2. **Health gate**: require `HEALTH_RETRIES` consecutive successful checks,
`HEALTH_INTERVAL` seconds apart. Any failed check → rollback, exit 1.
3. **Promote** the canary to the full fleet. If promotion fails → rollback, exit 1.
4. On full success, exit 0.

Exit code `0` means promoted; `1` means failed-and-rolled-back, so CI/CD can
gate the rollout on it.

## Pluggable hooks

The four side-effecting steps are command hooks, overridable via the
environment.

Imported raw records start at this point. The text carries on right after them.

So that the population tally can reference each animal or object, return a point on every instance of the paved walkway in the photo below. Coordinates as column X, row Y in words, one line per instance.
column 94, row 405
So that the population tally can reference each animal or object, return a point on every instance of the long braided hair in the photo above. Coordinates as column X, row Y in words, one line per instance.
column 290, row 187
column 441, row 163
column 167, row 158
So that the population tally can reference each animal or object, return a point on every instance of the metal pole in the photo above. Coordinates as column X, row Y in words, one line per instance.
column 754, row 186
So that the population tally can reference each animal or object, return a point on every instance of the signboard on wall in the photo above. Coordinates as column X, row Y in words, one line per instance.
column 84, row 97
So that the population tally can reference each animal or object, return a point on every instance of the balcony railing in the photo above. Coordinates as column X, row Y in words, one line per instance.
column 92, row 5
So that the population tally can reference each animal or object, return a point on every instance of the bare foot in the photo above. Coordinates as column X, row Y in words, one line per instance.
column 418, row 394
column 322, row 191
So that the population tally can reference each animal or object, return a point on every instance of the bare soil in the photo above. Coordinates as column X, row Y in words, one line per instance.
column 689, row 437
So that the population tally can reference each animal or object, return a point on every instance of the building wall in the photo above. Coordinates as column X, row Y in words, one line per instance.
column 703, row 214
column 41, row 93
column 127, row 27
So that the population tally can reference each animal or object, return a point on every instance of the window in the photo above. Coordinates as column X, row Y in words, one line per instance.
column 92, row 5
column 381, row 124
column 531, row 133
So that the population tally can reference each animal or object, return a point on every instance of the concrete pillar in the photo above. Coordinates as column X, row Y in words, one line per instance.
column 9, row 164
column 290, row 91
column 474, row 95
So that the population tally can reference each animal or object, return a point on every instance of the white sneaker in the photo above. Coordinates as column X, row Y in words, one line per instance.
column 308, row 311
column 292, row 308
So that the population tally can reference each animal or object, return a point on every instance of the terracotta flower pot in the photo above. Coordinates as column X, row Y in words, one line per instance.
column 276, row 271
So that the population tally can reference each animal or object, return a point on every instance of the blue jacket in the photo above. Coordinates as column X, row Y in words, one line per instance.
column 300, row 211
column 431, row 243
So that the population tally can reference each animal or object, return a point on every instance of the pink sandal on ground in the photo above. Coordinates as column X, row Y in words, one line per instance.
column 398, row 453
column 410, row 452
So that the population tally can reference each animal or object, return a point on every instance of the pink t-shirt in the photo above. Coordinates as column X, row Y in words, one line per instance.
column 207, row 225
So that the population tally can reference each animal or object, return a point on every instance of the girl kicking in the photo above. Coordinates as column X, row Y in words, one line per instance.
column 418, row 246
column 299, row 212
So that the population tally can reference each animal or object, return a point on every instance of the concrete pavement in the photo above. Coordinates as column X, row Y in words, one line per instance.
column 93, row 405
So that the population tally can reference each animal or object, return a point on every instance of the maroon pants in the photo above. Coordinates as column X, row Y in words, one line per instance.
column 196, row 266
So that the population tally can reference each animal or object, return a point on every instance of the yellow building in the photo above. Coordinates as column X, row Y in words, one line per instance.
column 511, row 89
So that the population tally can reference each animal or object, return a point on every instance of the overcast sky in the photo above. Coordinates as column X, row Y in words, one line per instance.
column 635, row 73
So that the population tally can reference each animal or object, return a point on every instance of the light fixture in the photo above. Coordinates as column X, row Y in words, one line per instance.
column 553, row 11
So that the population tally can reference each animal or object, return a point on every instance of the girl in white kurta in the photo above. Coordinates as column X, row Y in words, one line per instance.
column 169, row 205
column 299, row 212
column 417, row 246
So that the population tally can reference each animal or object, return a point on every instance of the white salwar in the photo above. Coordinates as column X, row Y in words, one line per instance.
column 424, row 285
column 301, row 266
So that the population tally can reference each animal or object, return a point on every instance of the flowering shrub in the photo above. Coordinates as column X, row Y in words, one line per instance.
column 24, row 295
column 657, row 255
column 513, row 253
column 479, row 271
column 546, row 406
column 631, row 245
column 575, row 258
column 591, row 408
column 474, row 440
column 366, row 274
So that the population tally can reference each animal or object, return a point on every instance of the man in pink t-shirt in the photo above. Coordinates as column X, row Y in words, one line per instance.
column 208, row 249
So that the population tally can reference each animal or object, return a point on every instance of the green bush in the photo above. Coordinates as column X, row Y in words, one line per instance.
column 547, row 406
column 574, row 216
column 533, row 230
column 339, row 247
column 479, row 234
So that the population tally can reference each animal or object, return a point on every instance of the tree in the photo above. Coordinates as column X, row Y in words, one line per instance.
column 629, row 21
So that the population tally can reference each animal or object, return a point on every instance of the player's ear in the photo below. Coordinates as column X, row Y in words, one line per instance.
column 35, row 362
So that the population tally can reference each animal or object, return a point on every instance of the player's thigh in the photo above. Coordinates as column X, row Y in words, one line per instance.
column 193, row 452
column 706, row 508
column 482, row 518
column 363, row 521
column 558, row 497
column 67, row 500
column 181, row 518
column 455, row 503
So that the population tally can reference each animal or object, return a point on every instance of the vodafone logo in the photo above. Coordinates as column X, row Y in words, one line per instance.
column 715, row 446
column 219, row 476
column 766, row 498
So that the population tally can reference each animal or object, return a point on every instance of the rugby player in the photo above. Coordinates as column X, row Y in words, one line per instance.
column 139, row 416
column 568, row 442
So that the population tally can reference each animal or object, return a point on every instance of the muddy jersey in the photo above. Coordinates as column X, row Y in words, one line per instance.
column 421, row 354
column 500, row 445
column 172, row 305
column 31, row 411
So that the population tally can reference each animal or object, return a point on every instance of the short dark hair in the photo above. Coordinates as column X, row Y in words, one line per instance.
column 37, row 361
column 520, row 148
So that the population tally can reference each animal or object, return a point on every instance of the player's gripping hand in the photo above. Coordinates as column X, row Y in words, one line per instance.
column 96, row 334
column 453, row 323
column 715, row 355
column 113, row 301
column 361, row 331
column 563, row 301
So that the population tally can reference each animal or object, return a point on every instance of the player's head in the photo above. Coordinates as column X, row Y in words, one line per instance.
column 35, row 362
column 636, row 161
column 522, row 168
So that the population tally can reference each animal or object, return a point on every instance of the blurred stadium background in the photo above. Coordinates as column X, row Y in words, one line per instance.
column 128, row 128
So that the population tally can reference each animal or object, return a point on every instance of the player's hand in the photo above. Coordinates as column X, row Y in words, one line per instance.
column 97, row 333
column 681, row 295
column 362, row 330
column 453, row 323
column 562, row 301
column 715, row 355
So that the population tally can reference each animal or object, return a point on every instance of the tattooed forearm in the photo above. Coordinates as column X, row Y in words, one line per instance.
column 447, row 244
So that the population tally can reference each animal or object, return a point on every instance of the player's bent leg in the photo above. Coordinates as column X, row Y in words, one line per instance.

This lets the same script run against real infrastructure in
production and against mocks in tests:

| Variable | Purpose | Default |
|----------|---------|---------|
| `CANARY_DEPLOY_CMD` | Deploy the new version to the canary slot | `stellar contract deploy --network $NETWORK` |
| `CANARY_HEALTH_CMD` | Return 0 if the canary is healthy | `curl -sf $CANARY_HEALTH_URL` |
| `CANARY_PROMOTE_CMD` | Promote canary to the full fleet | `echo Promoting canary to full fleet` |
| `CANARY_ROLLBACK_CMD` | Tear down the canary / restore previous version | `echo Rolling back canary` |

Tuning knobs:

| Variable | Purpose | Default |
|----------|---------|---------|
| `HEALTH_RETRIES` | Consecutive successful checks required | `3` |
| `HEALTH_INTERVAL` | Seconds between checks (set `0` in tests) | `5` |
| `CANARY_HEALTH_URL` | Default health endpoint | `https://canary.atomicip.io/health` |
| `NETWORK` | Target network label | `testnet` |

## Example

```bash
export NETWORK=testnet
export CANARY_DEPLOY_CMD="./scripts/deploy.sh --network testnet --canary"
export CANARY_HEALTH_CMD="./scripts/smoke-test.sh"
export CANARY_PROMOTE_CMD="./scripts/promote-canary.sh"
export CANARY_ROLLBACK_CMD="./scripts/rollback.sh"
./scripts/canary-deploy.sh
```

## Test matrix

The suite in `scripts/test-canary-deployment.sh` drives the script through every
branch by injecting hook commands:

| # | Scenario | Expected |
|---|----------|----------|
| 1 | Healthy canary | Promoted, exit 0, rollback never runs |
| 2 | Unhealthy canary | Rolled back, exit 1, promotion never runs |
| 3 | Deploy step fails | Rolled back, exit 1, health checks skipped |
| 4 | Canary fails on the 2nd probe | Rolled back on first failed check |
| 5 | Promotion step fails | Rolled back, exit 1 |

## CI integration

`.github/workflows/ops-tests.yml` runs this suite (via
`scripts/run-ops-tests.sh`) on every change under `scripts/`.